Slow query for findMany/findFirst with cursor navigation #11138

peterrogov · 2022-01-13T12:22:38Z

Bug description

I am researching this behaviour for some time now and the other possible bug I reported (#11130) was discovered while actually testing this one.

The essence of the problem is a query generated by prisma to fetch data from a large table (postgres) using cursor-based pagination. Such query execution time is too high.

My data model looks is

model Person {
    id       BigInt  @id @default(autoincrement())
    email    String  @unique
    name     String
    isActive Boolean
    address  String
}

I use postgres 12.4 and I fill the table with random data (20 million records).

Then I execute the query with prisma and capture the generated SQL query and execution time using prisma's logging and middleware.

Here's the query that I do

const data = await prisma.person.findMany({
    cursor: {
        id: 10000000,
    },
    take: 100,
    skip: 1
});

And the output captured from prisma is like this

======================
params: [10000000,100,1]               <-- these are event.params used in the SQL query
----------------------
SELECT "public"."Person"."id", "public"."Person"."email", "public"."Person"."name", "public"."Person"."isActive", "public"."Person"."address" FROM "public"."Person", (SELECT "public"."Person"."id" AS "Person_id_0" FROM "public"."Person" WHERE ("public"."Person"."id") = ($1)) AS "order_cmp" WHERE "public"."Person"."id" >= "order_cmp"."Person_id_0" ORDER BY "public"."Person"."id" ASC LIMIT $2 OFFSET $3
----------------------
duration: 3851
======================

The query takes almost 4 seconds (my other runs it was up to 10 sec) to execute which is a lot.
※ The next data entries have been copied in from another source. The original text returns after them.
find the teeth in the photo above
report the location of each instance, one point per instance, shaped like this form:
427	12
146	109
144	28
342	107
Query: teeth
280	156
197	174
If I copy this query and execute it in pgAdmin without any modification I get the same execution time.

I reformat the query below for convenience sake

SELECT "public"."Person"."id",
	"public"."Person"."email",
	"public"."Person"."name",
	"public"."Person"."isActive",
	"public"."Person"."address"
FROM "public"."Person",
	(SELECT "public"."Person"."id" AS "Person_id_0"
		FROM "public"."Person"
		WHERE ("public"."Person"."id") = ($1)) AS "order_cmp"
WHERE "public"."Person"."id" >= "order_cmp"."Person_id_0"
ORDER BY "public"."Person"."id" ASC
LIMIT $2
OFFSET $3

Prisma docs tell us that cursor-based pagination does not use OFFSET and therefore scales well with a large dataset.

Cursor-based pagination scales. The underlying SQL does not use OFFSET, but instead queries all Post records with an ID greater than the value of cursor.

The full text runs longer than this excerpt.